LITTLE ROCK, Ark. (KTHV) -- At least one of the seven men set to be executed later this month said he's ready to pay for his crimes.
Jack Jones Jr. scheduled a clemency hearing Friday, but then left it to his lawyer to explain why he wanted the hearing but didn't want clemency. In a letter, Jones called out the news media for expecting him to plead for his life today. He had something else in mind and skipped the hearing, saying he's ready to die for his crimes.
“I have not wanted a hearing and I have not wanted clemency ever,” said Jeff Rosenzweig, reading from a hand-written letter Jones handed him less than an hour before the hearing was scheduled to begin.
Jones, 52, raped and killed Mary Phillips in 1995 and left her 11-year-old daughter, Lacy, for dead in a Bald Knob accountants office. After his conviction, Jones pleaded guilty to murdering Lorraine Barrett of Pennsylvania at a South Florida hotel when she was on vacation. DNA evidence in 2003 linked Jones to that cold case.
“I am truly sorry not only for that which I have done but for your having to come here today,” Jones said in his letter. “I was merely trying to add my name to the clemency lawsuit to show respect and solidarity for my fellow inmates in the matter.”
Rosenzweig represents the other inmates scheduled to be executed over an 11-day span at the end of this month. The parole board held five other clemency hearings, rejecting four appeals and recommending the one from Jason McGehee. That recommendation triggered a stay from Federal District Judge D. Price Marshall on Thursday, ruling that McGehee was entitled to a 30-day comment period beyond the April 27th date scheduled by Gov. Asa Hutchinson.
Jones, too, would be entitled to a stay if the board recommended clemency. But instead he remained on death row and said he only requested clemency to stand in solidarity with the six other inmates set to be put to death later this month.
Still, Rosenzweig presented a case including stacks of Jones’ recent medical records and a videotaped interview with his younger sister, Lynn Scott.
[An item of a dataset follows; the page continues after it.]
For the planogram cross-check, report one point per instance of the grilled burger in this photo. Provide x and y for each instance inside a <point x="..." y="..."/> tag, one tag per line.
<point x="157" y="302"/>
She described a house of horrors growing up but said Jones protected her despite mental, physical and sexual abuse from her parents and a half-sibling.
“I just want my brother to have peace and to know how much he is loved no matter what he's done,” Scott said.
But at a victim input hearing a few hours later, Lacy Phillips said she wanted peace as well.
“I don't want to live another day knowing that he's still alive. I mean 21 years and he's still here,” she said. “I've heard an eye for an eye, a tooth for a tooth. I think it's time.”
“You all have a job to do,” said James Phillips, Lacy’s father and husband of the woman Jones killed. “So let's get our job done, and we don't want to be back up here again. We're not coming back up here again on this account.”
There is no timetable for a decision from the board. Governor Hutchinson has yet to decide on its earlier recommendations.